BUFFALO, N.Y. — Dozens of pieces of playground equipment in Erie County are off-limits to kids because of lead paint.

County leaders got together Thursday to talk about how this happened and what to do next.

Go to any of Erie County's six parks, and if you see caution tape wrapped around old playground equipment such as here at Chestnut Ridge, that means they've tested positive for lead -- and will either be removed or covered up in the next few weeks. 

"We're working as quickly as possible to take care of this issue. And when I say that this is a priority, I can tell you every day this issue is being discussed," county parks commissioner Troy Schinzel said. 

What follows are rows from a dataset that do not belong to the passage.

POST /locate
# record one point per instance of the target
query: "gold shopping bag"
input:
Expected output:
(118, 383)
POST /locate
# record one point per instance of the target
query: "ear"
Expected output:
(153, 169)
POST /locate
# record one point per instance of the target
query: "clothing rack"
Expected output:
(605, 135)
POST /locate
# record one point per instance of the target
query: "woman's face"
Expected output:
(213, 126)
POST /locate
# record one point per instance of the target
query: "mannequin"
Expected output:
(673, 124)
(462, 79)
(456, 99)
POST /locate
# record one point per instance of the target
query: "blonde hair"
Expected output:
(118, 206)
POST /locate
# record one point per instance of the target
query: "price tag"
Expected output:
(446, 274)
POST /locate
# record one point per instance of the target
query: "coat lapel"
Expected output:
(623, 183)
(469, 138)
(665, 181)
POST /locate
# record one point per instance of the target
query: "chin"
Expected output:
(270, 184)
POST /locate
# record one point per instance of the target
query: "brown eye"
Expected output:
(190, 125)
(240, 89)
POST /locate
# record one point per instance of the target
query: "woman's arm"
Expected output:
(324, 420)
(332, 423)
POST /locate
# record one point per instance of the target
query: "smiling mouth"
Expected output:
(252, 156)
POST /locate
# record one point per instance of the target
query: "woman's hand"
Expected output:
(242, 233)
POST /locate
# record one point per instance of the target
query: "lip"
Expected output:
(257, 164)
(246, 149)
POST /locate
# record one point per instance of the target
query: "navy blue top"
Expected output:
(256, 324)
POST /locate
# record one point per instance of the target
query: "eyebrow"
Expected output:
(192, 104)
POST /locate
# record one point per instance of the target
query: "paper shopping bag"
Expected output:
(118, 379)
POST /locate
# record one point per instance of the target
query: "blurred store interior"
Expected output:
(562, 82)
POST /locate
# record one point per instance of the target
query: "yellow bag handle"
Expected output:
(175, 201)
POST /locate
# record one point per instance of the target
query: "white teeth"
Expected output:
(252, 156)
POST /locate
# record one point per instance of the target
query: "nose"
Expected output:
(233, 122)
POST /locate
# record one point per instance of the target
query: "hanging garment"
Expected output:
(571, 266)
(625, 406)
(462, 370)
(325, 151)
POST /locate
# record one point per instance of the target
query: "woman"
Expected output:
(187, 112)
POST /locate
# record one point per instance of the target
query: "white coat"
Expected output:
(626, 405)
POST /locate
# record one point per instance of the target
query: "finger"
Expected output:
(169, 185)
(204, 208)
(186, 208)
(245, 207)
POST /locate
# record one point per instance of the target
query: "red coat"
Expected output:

Just a couple weeks ago, the Erie County comptroller's office found many pieces of playground equipment in county parks had lead.

"Decrepit conditions in our parks including slides, swings, and many baby swings," Erie County comptroller Stefan Mychajliw said.

That prompted the health department to do a complete investigation.

2 On Your Side has obtained numbers from the Erie County Health showing out of 258 pieces of equipment inspected, 66 contained lead. That includes not only slides and swings that are decades old, but also shelters, bathrooms and picnic tables.

Here's the county's full breakdown:

  • 52 playground equipment items (94 were inspected)
  • 5 shelters (44 were inspected)
  • 4 bathrooms (17 were inspected)
  • 5 picnic tables (103 were inspected)
  • A total of 66 items identified as having lead (258 were inspected)

The county parks department says it will now do training.

"The deputy commissioner's working with the health department in providing the staff that will be removing the equipment the proper training before we remove the equipment," Schinzel said. 

That training is scheduled to take place Friday.  

Removal of the equipment could start early as Monday of next week. 

"I would estimate that depending on weather and training in the next two to three weeks, we hope to have these 66 items taken care of either encapsulation and/or removal," Schinzel said. "This program should ensure that lead is no longer an issue in Erie County Parks Department."

The county parks department says equipment that is removed will be disposed of, and that in the future, park employees will be trained in lead poisoning prevention. 

Health experts remind people that repeated exposure to lead can result in lead poisoning, not an occasional trip to the park.